On my way over, I’d envisioned various nightmare scenarios of what awaited me. And of course, the Duchess, who in another life is merely Eleanor. They’re all sitting around a candlelit coffee table as though they’ve been kept waiting for a guest. A white fireplace in which she has placed a vase full of delicate pink blossoms.

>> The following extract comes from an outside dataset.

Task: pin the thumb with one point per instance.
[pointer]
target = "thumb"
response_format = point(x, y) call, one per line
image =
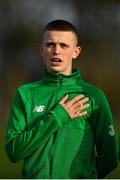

SHE TAKES MY HAND-ACTUALLY TAKES MY HAND-AND LEADS ME INTO her giant living room, which is what I pictured and not what I pictured.
#Bunni how we first met working how to
I’m a hairdresser who knows exactly, exactly, how to handle her carefully undertucked bob of golden hair. “Samantha, hi!” As if she’s actually delighted to see me. Perhaps she sensed my hunger when we first met and has understandably kept her distance.īut tonight, Cupcake smiles at me. Frankly, I don’t know what I did to get on the wrong side of Cupcake. Oh, hi, Samantha, she’ll say, looking around at anything like it might be a buoy that will save her from the fact of me standing right in front of her. Normally if she and I catch sight of one another in the halls or around campus, she’ll draw her Christopher Robin cardigan closer, clutch her books tightly to her chest as though, tut, tut! Looks like rain.
#Bunni how we first met working Patch
I think she’s going to greet me like she usually does, like I’m an unfortunate patch of gray sky from which she should soon take cover, or a tall, mildly disease-ridden tree-it is so sad and creepy about my bare and unseemly branches. She’ll often gently tug on them in Workshop while reading aloud from her work-the most recent iteration of which was postfeminist dialogues between herself and various kitchen implements. Glinty pearls around her neck that she never takes off. Lips shiny but colorless because lipstick is for whores, Bunny, I have heard her say and I really couldn’t tell if she was joking or dead serious. Tonight, she wears a dress of cerulean blue patterned with sinuous white clouds and one of her many matchy cardigans. She looks so much like a cupcake that when I first met her at orientation, I had a very real desire to eat her.

Not the forest green and electric blue horrors in the supermarket, but the pastel kind that is used at weddings or tasteful Easter gatherings. Pretty in a way that reminds you of frosting flourishes.

I am staring into the eyes of the one I call Cupcake.